Bush é jeca. O mundo inteiro sabe. O flagrante de sua conversa com Tony Blair, inadvertidamente ouvida pelo planeta, por causa de um microfone ligado, apenas deu relevo ao seu jeitão caipira de ser.
Falando com a boca cheia como se estivesse tomando um café em seu rancho no Texas, o presidente americano foi finalmente enquadrado à perfeição nas circunstâncias em que mentalmente vive. Ali estava o homem em toda a sua essência.
A cena de uma conversa informal sobre os eternos e insolúveis problemas no Oriente Médio, na qual, num momento de descontração, Bush disse ao primeiro-ministro da inglaterra que “a ironia é que o que eles precisam fazer é com que a Síria faça com que o Hesbollah pare de fazer essa merda, e está acabado”, terminou fazendo grande sucesso pela forma modesta com a qual um problema de magnitude mundial foi tratado.
Bush reduziu a questão àquela dimensão humana (demasiadamente humana) que resume o sumo supremo da humanidade, fazendo-nos lembrar inclusive de uma frase de Santo Agostinho.
Mais: falou como se estivesse tratando de uma querela doméstica que deveria ser resolvida apenas com um piteco e algumas bombas.
Além disso, Bush deu a impressão de soberba misturada com um certo desprezo por um conflito tribal que está ocorrendo nos limites de sua fazenda, e, num gesto de chacota, mastigando um pedaço de pão, metaforizou adequadamente a concepção real que tem das coisas enroladas desta vida.

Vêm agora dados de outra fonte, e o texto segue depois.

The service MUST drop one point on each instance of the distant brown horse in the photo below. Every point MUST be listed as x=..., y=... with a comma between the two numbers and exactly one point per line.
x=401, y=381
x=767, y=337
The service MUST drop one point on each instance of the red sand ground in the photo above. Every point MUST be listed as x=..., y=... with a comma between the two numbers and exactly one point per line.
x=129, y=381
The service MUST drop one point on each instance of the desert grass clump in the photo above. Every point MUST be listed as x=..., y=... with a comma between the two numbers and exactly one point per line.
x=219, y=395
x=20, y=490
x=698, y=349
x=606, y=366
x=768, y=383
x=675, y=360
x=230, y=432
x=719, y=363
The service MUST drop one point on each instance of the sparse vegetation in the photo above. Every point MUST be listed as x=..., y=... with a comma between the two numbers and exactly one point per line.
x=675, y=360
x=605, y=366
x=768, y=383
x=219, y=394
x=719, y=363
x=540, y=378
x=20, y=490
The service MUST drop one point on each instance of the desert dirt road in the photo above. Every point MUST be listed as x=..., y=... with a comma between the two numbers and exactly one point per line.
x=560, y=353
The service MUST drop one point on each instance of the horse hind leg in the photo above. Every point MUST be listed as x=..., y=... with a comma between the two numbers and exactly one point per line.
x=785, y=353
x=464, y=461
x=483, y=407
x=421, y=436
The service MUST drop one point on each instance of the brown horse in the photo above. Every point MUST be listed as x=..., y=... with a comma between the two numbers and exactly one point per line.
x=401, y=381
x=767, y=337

O mais chato de tudo é que ele tem razão. O Hesbollah representa um terço do Governo da Síria. Está suficientemente aparelhado para perturbar Israel até o fim de seus dias. Tem apoio logístico e estratégico do Irã, um país comandando por malucos atômicos, doidinhos para varrer israelenses do mapa.
Comete equívoco grosseiro quem imaginar que aquela região – extremamente rica em petróleo – possa viver em paz um dia, mesmo porque os lobbies que circundam as indústrias petrolífera e armamentista (ambas sustentáculos do Governo Bush) não querem e não vão deixar que isso aconteça enquanto ouver uma gota de óleo debaixo do chão.

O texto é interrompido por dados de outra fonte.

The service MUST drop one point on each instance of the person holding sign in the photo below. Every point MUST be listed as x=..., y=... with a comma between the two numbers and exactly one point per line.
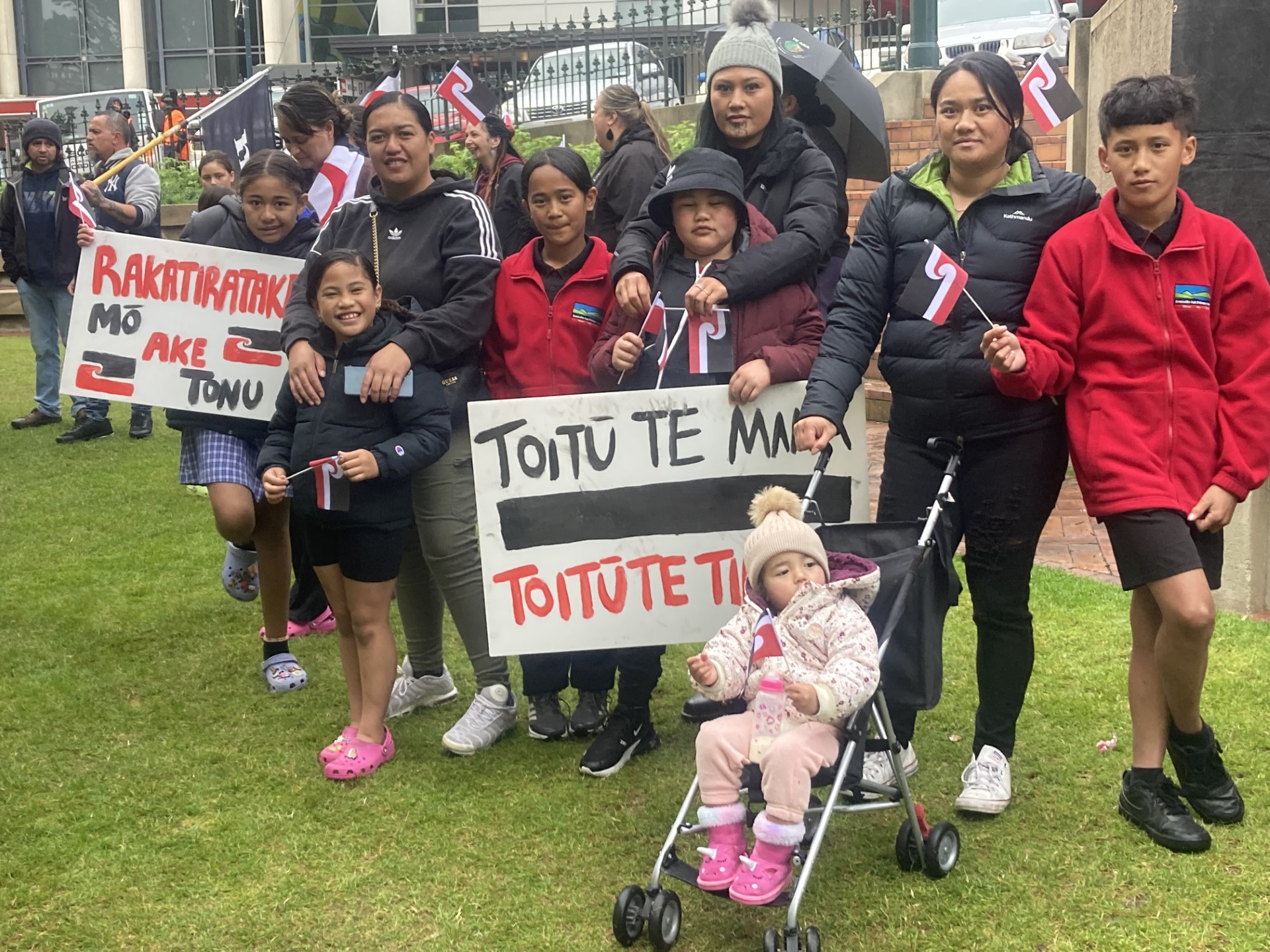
x=269, y=216
x=1150, y=317
x=356, y=547
x=437, y=251
x=549, y=303
x=765, y=340
x=804, y=625
x=978, y=211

A fantasia é de que ali possa haver a permanência de pequenas guerra sob controle. Por isso, fica cada vez mais evidente que os limites estratégicos dos países envolvidos naquela trama milenar são tênues.
Basta que Israel faça algum gesto de boa vontade – como de devolver parte dos territórios da faixa de Gaza aos palestinos – tal movimento é visto como sinal de fraqueza.
O resultado é que a qualquer pretexto – agora foi o fato de o Hezbollah ter matado 8 soldados israelenses e seqüestrado outros 2 na fronteira com o Líbano, pelos quais reivindicam a libertação de companheiros presos em Israel – ataques ferozes e “assimétricos” são desencadeados com resultados imprevisíveis. O ambiente é complicado: todos e ninguém têm razão.
O mundo fica impaciente com tudo isso. Sobretudo quando percebe uma relação simétrica com as altas no preço do barril de petróleo e, na esteira deste processo, percebe a intensificação da volatilidade do capital, abrindo espaço para crises de proporções intercontinentais.
Sei que é muito fácil assistir a uma guerra distante pela TV. Mas ao mesmo tempo é dramático e deprimente ver centenas de civis (inclusive crianças) morrendo por nada, num exemplo extremo de desumanização de contenda entre países que poderiam encaminhar suas diferenças pela via diplomática.
Mas Bush, no seu desprendimento simplório, atirou onde não viu e acertou o alvo: a situação está mesmo uma m…E nada por enquanto vai mudar para melhor. Ao contrário.